O Banco Central do Brasil (BC) anunciou, nesta terça-feira (20), a decretação da liquidação extrajudicial do Will Bank, instituição financeira digital controlada pelo Banco Master. A decisão, publicada no Diário Oficial da União, interrompe as atividades da entidade devido ao que a autoridade monetária classificou como “graves violações às normas legais e regulamentares”.

De acordo com o ato assinado pelo presidente do BC, a medida foi tomada após a identificação de um quadro de insolvência e irregularidades na gestão que comprometiam a continuidade operacional do banco digital. A liquidação extrajudicial é o mecanismo utilizado pelo órgão regulador quando uma instituição financeira não possui mais condições de honrar seus compromissos ou apresenta riscos sistêmicos ao mercado.

A liquidação ocorre meses após o Banco Master ter consolidado o controle da operação do Will Bank, em um movimento que visava fortalecer sua presença no varejo digital. Com o decreto, os bens dos controladores e ex-administradores da instituição ficam indisponíveis. O BC nomeou um liquidante para conduzir o processo de levantamento de ativos e passivos, visando o pagamento de credores conforme a ordem de preferência legal.

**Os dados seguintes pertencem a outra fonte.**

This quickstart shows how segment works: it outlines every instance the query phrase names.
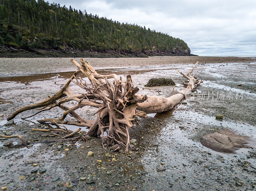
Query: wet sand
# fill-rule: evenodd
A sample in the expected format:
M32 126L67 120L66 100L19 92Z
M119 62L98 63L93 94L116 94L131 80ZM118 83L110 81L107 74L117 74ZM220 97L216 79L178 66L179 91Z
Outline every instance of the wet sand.
M70 62L78 58L0 58L0 76L29 75L75 71L76 68ZM248 57L207 56L154 56L148 58L84 58L95 68L174 64L230 63L249 63L256 62L255 58Z
M222 60L218 59L221 58L226 62L221 63ZM3 146L11 140L2 139L1 186L6 184L10 190L19 186L20 190L31 188L62 190L66 188L59 186L68 182L73 186L70 189L74 190L90 188L94 190L156 191L253 189L256 185L255 150L243 148L235 154L219 152L203 146L201 140L207 134L227 128L238 134L256 138L256 59L177 57L87 60L93 66L99 67L97 71L99 73L115 73L122 78L131 74L133 84L138 87L140 93L157 95L159 91L162 96L167 97L170 96L172 86L145 88L144 85L152 77L170 77L176 84L174 91L177 92L183 88L180 84L184 79L177 69L187 72L197 61L196 59L202 62L198 66L200 70L197 76L205 81L198 87L195 97L186 100L186 104L179 104L169 112L151 114L147 118L141 119L139 126L134 126L131 131L131 137L137 140L135 148L138 149L129 153L131 158L112 152L109 149L105 148L104 151L99 138L92 138L85 143L34 144L29 149ZM22 75L12 76L14 69L19 68L17 61L20 59L26 60L27 68L29 69L24 71L20 68L20 73L16 74ZM0 77L0 98L13 102L0 105L0 129L13 134L19 133L31 142L57 138L42 136L45 133L35 132L31 129L46 128L35 124L36 120L60 117L61 109L41 113L28 119L30 121L21 119L22 116L31 114L30 112L26 112L17 116L16 124L11 126L3 125L5 122L3 120L17 108L53 95L71 76L72 72L70 71L76 70L71 62L61 66L54 64L54 61L58 59L63 59L60 60L62 61L60 63L68 63L70 58L42 59L44 60L41 63L35 61L38 59L10 59L8 62L14 63L13 69L6 69L3 75L5 76ZM3 60L0 60L1 63ZM26 62L22 62L21 67L26 68ZM45 63L44 70L39 68L43 67L43 62L49 62ZM30 68L31 66L37 67ZM48 70L51 67L55 70L52 71L54 72ZM29 73L28 71L30 71ZM45 73L36 74L40 73L38 71ZM240 84L242 85L237 85ZM75 86L72 87L75 90L77 88ZM69 104L73 106L75 103ZM79 113L93 119L96 117L92 114L94 110L85 107L80 109ZM223 119L216 119L217 114L223 115ZM69 119L71 117L67 117ZM181 126L184 128L180 128ZM69 128L73 128L71 129L74 130L77 127ZM83 128L82 130L85 129ZM18 139L11 140L14 144L20 143ZM58 148L58 146L61 146L61 148ZM68 147L71 147L72 149L65 151ZM87 157L89 151L94 152L94 155ZM110 157L106 156L108 153ZM112 157L117 161L112 161ZM30 164L31 162L33 163ZM40 166L33 166L35 163ZM46 169L46 172L31 173L33 170L41 168ZM112 173L107 174L108 171ZM18 180L18 178L23 175L24 179ZM28 182L34 175L35 180ZM57 181L52 181L58 177ZM80 180L81 177L86 177L86 180ZM89 180L93 182L85 183ZM119 186L115 186L116 183Z

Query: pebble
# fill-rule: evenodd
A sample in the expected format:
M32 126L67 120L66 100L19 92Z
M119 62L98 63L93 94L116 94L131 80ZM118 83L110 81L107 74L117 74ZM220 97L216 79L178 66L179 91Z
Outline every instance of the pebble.
M223 118L223 115L216 115L216 118L217 119L222 119Z
M111 173L111 172L110 172L110 171L108 171L107 172L107 173L106 173L107 175L110 175L112 173Z
M19 178L18 178L18 180L22 180L23 179L24 179L24 178L25 178L25 177L26 177L25 176L24 176L24 175L22 175L22 176L20 176L19 177Z
M4 124L4 125L12 125L14 124L14 120L13 119L10 120L10 121L7 121L7 122Z
M75 182L78 182L78 180L77 179L73 179L71 181L72 182L75 183Z
M7 186L3 186L1 188L1 190L6 190L7 188Z
M41 168L39 170L39 173L45 173L46 172L46 169L45 168Z
M34 180L35 179L36 179L36 177L35 176L33 176L30 178L29 179L28 179L28 182L32 182L33 180Z
M84 180L86 179L86 177L83 177L80 178L80 180Z
M12 141L9 141L4 144L4 146L5 147L11 147L13 146L13 143Z
M131 140L130 140L130 143L131 144L132 144L135 142L137 142L137 140L135 139L132 139Z
M91 151L88 151L88 153L87 153L87 156L92 156L93 154L93 153Z

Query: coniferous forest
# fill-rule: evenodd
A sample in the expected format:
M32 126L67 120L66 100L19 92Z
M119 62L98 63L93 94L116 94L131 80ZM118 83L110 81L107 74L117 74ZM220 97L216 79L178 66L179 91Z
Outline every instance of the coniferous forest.
M12 49L190 53L183 40L167 34L43 0L0 0L0 46Z

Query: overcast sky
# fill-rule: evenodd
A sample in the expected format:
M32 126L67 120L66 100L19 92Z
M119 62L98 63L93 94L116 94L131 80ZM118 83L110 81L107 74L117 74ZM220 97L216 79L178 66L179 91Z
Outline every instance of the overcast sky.
M256 0L48 1L167 33L192 54L256 56Z

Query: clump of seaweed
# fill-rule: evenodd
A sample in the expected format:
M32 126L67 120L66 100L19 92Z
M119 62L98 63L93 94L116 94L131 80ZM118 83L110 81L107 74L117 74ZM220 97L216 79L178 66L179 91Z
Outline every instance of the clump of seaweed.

Para os clientes, o Fundo Garantidor de Créditos (FGC) deve ser acionado. O mecanismo assegura a devolução de depósitos em conta corrente e investimentos em Renda Fixa (como CDBs) até o limite de R$ 250 mil por CPF. O valor total estimado é de R$ 40,6 bilhões e o liquidante deverá fornecer as orientações sobre como os correntistas poderão solicitar o ressarcimento nos próximos dias.

Até o fechamento desta matéria, o Banco Master não havia emitido um comunicado detalhado sobre o impacto da decisão nas demais operações do grupo, limitando-se a informar que está colaborando com as autoridades para garantir a transparência no processo de encerramento das atividades do braço digital.

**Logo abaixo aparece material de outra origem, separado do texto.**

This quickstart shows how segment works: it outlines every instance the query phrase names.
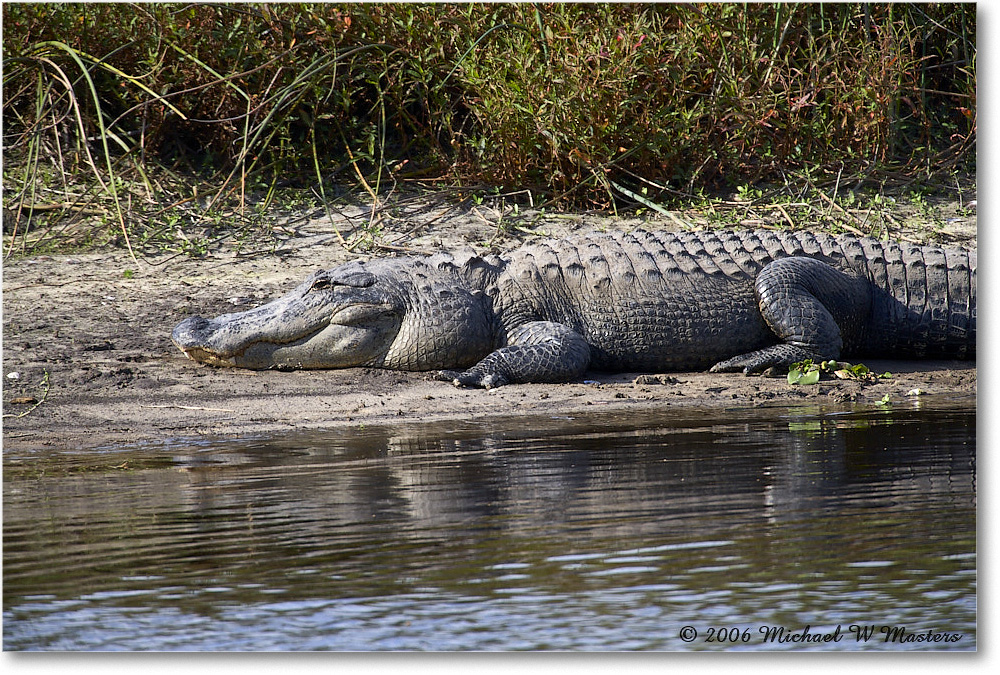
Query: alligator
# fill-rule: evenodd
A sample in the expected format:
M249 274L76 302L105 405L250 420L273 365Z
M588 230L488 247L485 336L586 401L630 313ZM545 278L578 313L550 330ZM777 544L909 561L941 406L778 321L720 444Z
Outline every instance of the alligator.
M457 386L587 370L760 373L804 359L975 359L976 251L808 232L634 231L503 255L353 261L182 321L191 359L435 371Z

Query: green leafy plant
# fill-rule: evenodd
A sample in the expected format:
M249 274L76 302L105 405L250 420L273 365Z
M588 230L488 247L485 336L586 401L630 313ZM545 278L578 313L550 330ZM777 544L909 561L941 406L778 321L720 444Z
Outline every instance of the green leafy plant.
M860 382L875 382L879 379L889 379L892 373L876 374L863 363L851 364L846 361L820 361L814 363L805 359L793 363L788 369L788 384L810 385L820 381L821 376L828 375L840 380L857 380Z

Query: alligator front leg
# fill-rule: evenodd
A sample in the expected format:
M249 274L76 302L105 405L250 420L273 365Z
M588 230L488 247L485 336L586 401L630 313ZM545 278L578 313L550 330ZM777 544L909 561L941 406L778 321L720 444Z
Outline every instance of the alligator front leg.
M780 344L715 364L713 373L760 373L804 359L837 359L845 335L868 320L872 291L852 277L814 258L782 258L765 266L754 282L758 306Z
M492 389L524 382L569 382L590 365L590 345L571 328L552 321L532 321L515 328L507 345L464 372L442 370L437 379L457 387Z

As investigações policiais sobre a crise no grupo Master avançam em paralelo às decisões regulatórias. Recentemente, a Polícia Federal deflagrou a segunda fase da Operação Compliance Zero, que tem como foco principal a apuração do uso de fundos de investimento para a inflação artificial do patrimônio do Banco Master. Esta nova etapa da operação cumpriu mandados em endereços vinculados a Daniel Vorcaro, controlador do grupo, e a seus familiares. Entre os alvos também estão os empresários Nelson Tanure e João Carlos Mansur, ex-proprietário da gestora Reag — que também sofreu liquidação pelo Banco Central e é investigada por supostas conexões com o crime organizado.

O histórico da operação remonta a novembro, quando a primeira fase resultou na prisão de Daniel Vorcaro. Na ocasião, ele foi acusado de chefiar um esquema de montagem de carteiras de crédito fictícias, estratégia que teria como objetivo inflar o balanço financeiro do Banco Master para viabilizar uma tentativa de venda ao BRB. Embora tenha sido colocado em liberdade menos de duas semanas após a detenção, Vorcaro permanece sob monitoramento das autoridades por meio de tornozeleira eletrônica.